U.P. discusses methods to keep watch of Village

The Village, Oswego State’s newest living arrangement, promises more freedoms and an off-campus living experience for students, but also carries the potential for more partying and crime, something U.P. is hoping to curb.

University Police have been discussing how The Village will be monitored for partying.

"Through Residency Life and Housing, there is a committee formed, they have been meeting regularly for about a year," Assistant Chief John Rossi said.

Discussions have been on-going between U.P., Residential Life and Housing, and the maintenance departments in regards to certain issues including fire issues and criminal issues.

"So we’re all in a good place and have a good plan," University Police Chief Cindy Adam said.

The Village, located to the west of Glimmerglass Lagoon, will be added to the patrol zone for that part of campus. The complex is solely part of the University Police’s jurisdiction, giving them full reign for patrolling. City police would only be able to respond to problems concerning The Village if they were requested.

University Police plans on patrolling the complex the same way they patrol the Residence halls on bike, foot, and ATVs.

"It is a different environment, we will make accommodations, there will be some differences in the fact that there are not as many public areas, in some ways the patrol function will be different," Chief Adam said.

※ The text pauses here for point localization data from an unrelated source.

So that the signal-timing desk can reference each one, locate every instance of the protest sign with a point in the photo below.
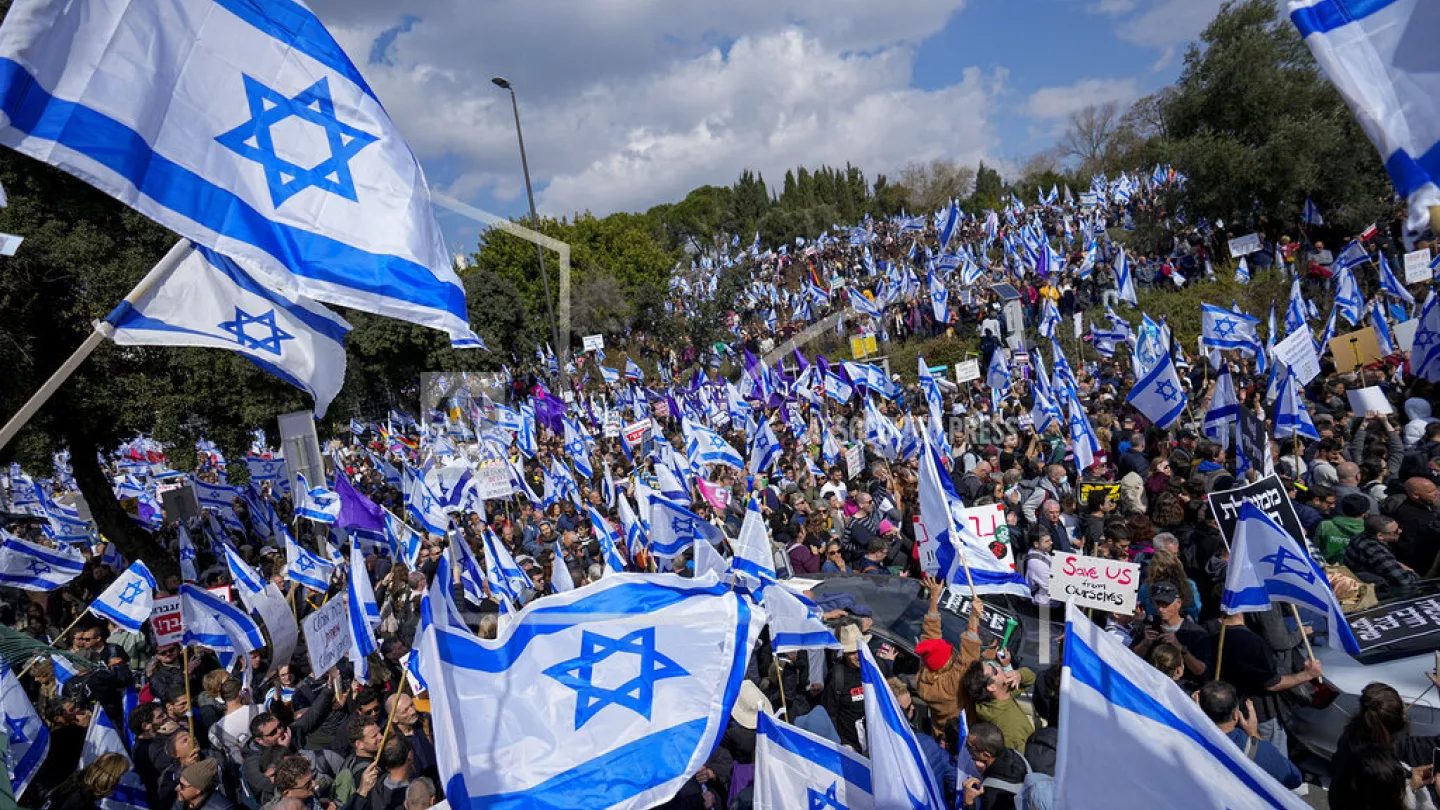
(327, 634)
(493, 479)
(164, 621)
(1254, 438)
(1267, 495)
(1298, 352)
(637, 433)
(1244, 245)
(1367, 399)
(1093, 582)
(1360, 348)
(990, 525)
(1112, 490)
(1417, 267)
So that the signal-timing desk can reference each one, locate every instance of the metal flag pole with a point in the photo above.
(92, 342)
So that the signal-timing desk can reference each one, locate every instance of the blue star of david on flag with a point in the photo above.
(131, 593)
(254, 140)
(637, 693)
(1280, 565)
(827, 800)
(264, 343)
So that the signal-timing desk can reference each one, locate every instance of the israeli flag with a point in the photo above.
(1125, 280)
(632, 675)
(504, 574)
(363, 614)
(1229, 330)
(102, 738)
(1295, 312)
(1348, 300)
(753, 559)
(1146, 721)
(900, 774)
(215, 623)
(997, 376)
(609, 544)
(1266, 564)
(29, 738)
(128, 600)
(946, 544)
(795, 768)
(1159, 394)
(1290, 417)
(307, 567)
(1424, 353)
(765, 450)
(32, 567)
(1380, 58)
(795, 621)
(210, 300)
(317, 503)
(673, 528)
(1224, 410)
(272, 147)
(422, 505)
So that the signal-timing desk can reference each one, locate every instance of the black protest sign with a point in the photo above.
(1254, 441)
(1267, 495)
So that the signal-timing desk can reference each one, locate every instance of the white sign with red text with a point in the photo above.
(1093, 582)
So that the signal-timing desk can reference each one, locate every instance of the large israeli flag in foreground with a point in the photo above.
(1266, 564)
(209, 300)
(1116, 708)
(242, 126)
(608, 696)
(795, 768)
(1381, 56)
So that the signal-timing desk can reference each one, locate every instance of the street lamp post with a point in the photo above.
(562, 349)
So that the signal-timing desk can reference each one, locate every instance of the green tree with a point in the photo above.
(1257, 127)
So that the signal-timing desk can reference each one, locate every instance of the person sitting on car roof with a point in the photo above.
(939, 679)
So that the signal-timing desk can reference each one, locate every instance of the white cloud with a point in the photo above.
(1057, 103)
(632, 103)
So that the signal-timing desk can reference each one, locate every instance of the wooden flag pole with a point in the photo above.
(92, 342)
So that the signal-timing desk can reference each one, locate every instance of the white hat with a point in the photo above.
(749, 705)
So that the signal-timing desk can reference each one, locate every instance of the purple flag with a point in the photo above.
(356, 510)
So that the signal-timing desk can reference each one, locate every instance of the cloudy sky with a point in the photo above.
(632, 103)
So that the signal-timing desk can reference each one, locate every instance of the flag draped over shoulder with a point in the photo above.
(209, 300)
(1146, 721)
(632, 675)
(239, 126)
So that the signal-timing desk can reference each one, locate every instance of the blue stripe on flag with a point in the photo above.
(828, 758)
(117, 147)
(1329, 15)
(295, 26)
(1409, 173)
(1086, 666)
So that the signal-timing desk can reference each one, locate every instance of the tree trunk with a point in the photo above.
(113, 521)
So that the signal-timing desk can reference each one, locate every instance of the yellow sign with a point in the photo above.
(863, 346)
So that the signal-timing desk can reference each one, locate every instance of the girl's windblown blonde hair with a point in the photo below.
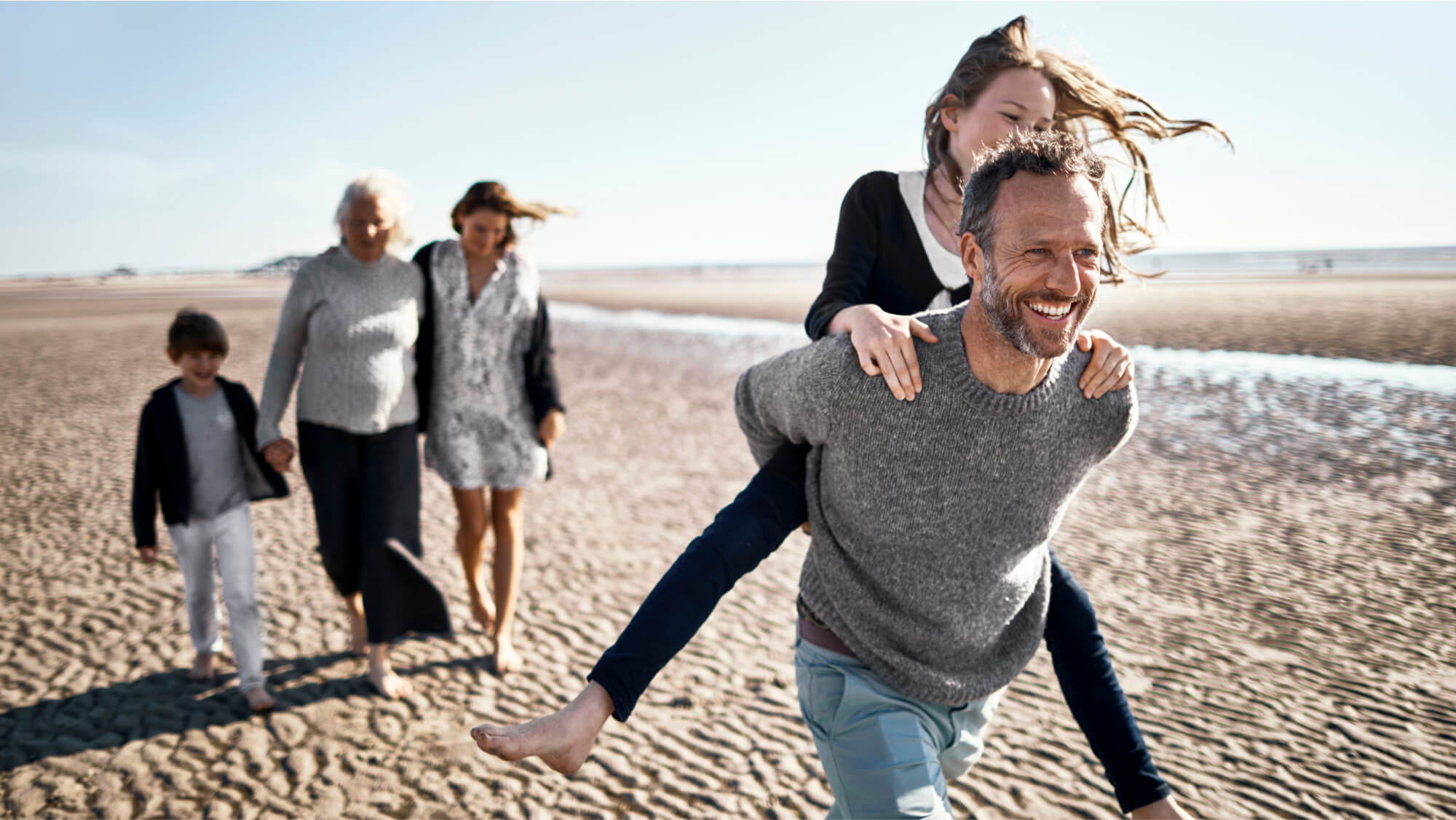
(1088, 107)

U.P. will have consistent patrols of The Village throughout the week, and Rossi noted that "on weekends, if we have to, we will add other people for those shifts."

University Police is not expecting partying to be a major issue for the complex.

"In regards of will there be parties, I’m sure there will be parties, but as a problem, we are relying on Residential Life and Housing to do education along with U.P.," Chief Adam said.

Similar to the way U.P. are not able to go into a house in town unless they are called, The Village will be treated in the same respect.

"Basically The Village is its own residence, we will not be able to do interior checks," Rossi said.

Other SUNY schools, such as Brockport, have townhouse complexes on campus in which they patrol the same way they patrol the residence halls. University Police at Brockport assigns an officer that patrols the complex on both bike and foot. Along with regular patrolling they have a liaison that meets regularly with the residential director.

"They are there for issues of usual concern, crime prevention and education," SUNY Brockport Assistant Police Chief Ed Giblin said.

Giblin has only been with the U.P. at Brockport for a year now but he stated that, "they are like any other resident hall, we go over there occasionally but nothing pops out at me."

Parties at the townhouses in Brockport have only been a problem on rare occasion; mostly they just see noise complaints every so often.

"We don’t have a lot of problems over there at all, we have a good relationship with the residents over there," Giblin said.

At SUNY Potsdam the individual townhouses are seen differently then just a regular residence hall. They are patrolled by both foot patrol and vehicle patrol around the perimeter of the facility. U.P. at Potsdam do not patrol the interior of buildings.

"If there is an issue at the townhouse you have to go knocking at the door, same as knocking on doors at residence halls, but there are no hallways," Chief Gary Bean said.

Bean sees the townhouse complex and the residence halls differently because of the design. Without hallways to patrol, U.P. does not patrol the interior of the townhouse complex.

SUNY Potsdam police does not see many problems at the townhouses.

"Our problems originate at younger class years, generally speaking upper class students do not tend to have as many issues, smaller individuals living together, less potential for some of that to go [awry]," Bean said.